Thomas Newman is widely acclaimed as one of today’s most prominent composers for film. He has composed music for more than 50 motion pictures and television series — such as American Beauty, Shawshank Redemption, Finding Nemo, WALL-E, and Six Feet Under — and has earned ten Academy Award nominations and five Grammy Awards. He is the youngest son of Alfred Newman, the longtime musical director of 20th Century Fox. Newman studied composition and orchestration at USC with Frederick Lesemann and noted film composer David Raksin, and privately with composer George Tremblay. He completed his academic work at Yale University, studying with Jacob Druckman, Bruce MacCombie, and Robert Moore. Newman also gratefully acknowledges the early influence of the legendary Broadway composer Stephen Sondheim, who served as a great mentor and champion.

Newman composed the original version of It Got Dark for the Kronos Quartet (which performed it last month on the opening event of the West Coast, Left Coast festival).
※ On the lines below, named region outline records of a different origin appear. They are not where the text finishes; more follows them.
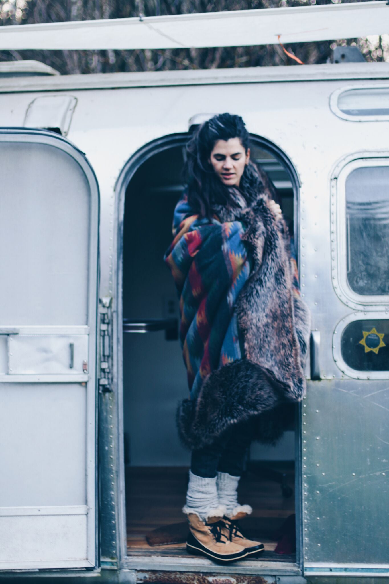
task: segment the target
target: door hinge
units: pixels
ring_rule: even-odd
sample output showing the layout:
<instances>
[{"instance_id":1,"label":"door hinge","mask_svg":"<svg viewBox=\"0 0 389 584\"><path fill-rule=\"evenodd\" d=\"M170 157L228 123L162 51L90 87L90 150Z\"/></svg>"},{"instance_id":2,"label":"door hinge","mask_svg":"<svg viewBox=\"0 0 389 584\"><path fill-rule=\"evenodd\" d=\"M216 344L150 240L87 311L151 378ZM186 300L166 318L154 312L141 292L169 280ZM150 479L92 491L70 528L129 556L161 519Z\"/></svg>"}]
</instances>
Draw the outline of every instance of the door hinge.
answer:
<instances>
[{"instance_id":1,"label":"door hinge","mask_svg":"<svg viewBox=\"0 0 389 584\"><path fill-rule=\"evenodd\" d=\"M108 393L113 391L111 378L111 310L106 303L100 304L100 359L99 359L99 391Z\"/></svg>"}]
</instances>

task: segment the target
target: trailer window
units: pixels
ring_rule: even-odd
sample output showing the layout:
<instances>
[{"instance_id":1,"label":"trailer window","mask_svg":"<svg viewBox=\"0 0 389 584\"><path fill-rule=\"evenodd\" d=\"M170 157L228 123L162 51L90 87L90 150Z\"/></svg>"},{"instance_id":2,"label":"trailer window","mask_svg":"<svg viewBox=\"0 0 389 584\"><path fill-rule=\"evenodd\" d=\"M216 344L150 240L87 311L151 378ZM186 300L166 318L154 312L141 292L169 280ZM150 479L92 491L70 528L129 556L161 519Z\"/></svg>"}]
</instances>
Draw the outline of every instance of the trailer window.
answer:
<instances>
[{"instance_id":1,"label":"trailer window","mask_svg":"<svg viewBox=\"0 0 389 584\"><path fill-rule=\"evenodd\" d=\"M362 296L389 294L389 166L356 168L347 177L347 280Z\"/></svg>"},{"instance_id":2,"label":"trailer window","mask_svg":"<svg viewBox=\"0 0 389 584\"><path fill-rule=\"evenodd\" d=\"M389 87L353 87L338 89L330 107L338 117L350 121L389 120Z\"/></svg>"},{"instance_id":3,"label":"trailer window","mask_svg":"<svg viewBox=\"0 0 389 584\"><path fill-rule=\"evenodd\" d=\"M356 371L389 371L389 320L353 321L341 338L345 363Z\"/></svg>"}]
</instances>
He subsequently created this version for string quartet and orchestra, commissioned by the Los Angeles Philharmonic. Newman has written the following note about the piece:

“Venice, California in 1917. A young couple sits in a white rowboat by the bank of a small canal. She is wearing a hat, looking at the squat palm trees across the water. He is looking into the distance, pointing towards a walking bridge behind the boat. But what is he pointing at? And why? The area under the bridge is dreamlike, full of shadows and reflection. The water is clear. The bungalows lining the canal are trim and well tended. There are clouds in the sky, but the day is sunny. Above this scene, in ink, is faded writing. The words are almost unreadable… ‘The pink, I’ve heard, is the ice moss.’ The writer, of course, is referring to the plants lining the south bank of the canal, a moment’s observation from a place now mostly forgotten.

It Got Dark is a result of many years of collecting ephemera — photographs, postcards, recorded interviews — from the areas surrounding my home on the west side of Los Angeles. I always meant to organize them in a way that shed light or cast shadow over what is now vs. what was then, and my unique position of seeing both at once… The feeling I get looking at something and the feeling I wish to evoke through listening. To that end, it is music of loss and memory, much distorted by my interpretations of hope and hopelessness, sorrow and joy.

“This piece includes spoken words of Emil Sandmeier, butler to Will Rogers from 1930 to 1935, and a short poem by Virginia Benton, one of the earliest residents of Santa Monica Canyon.”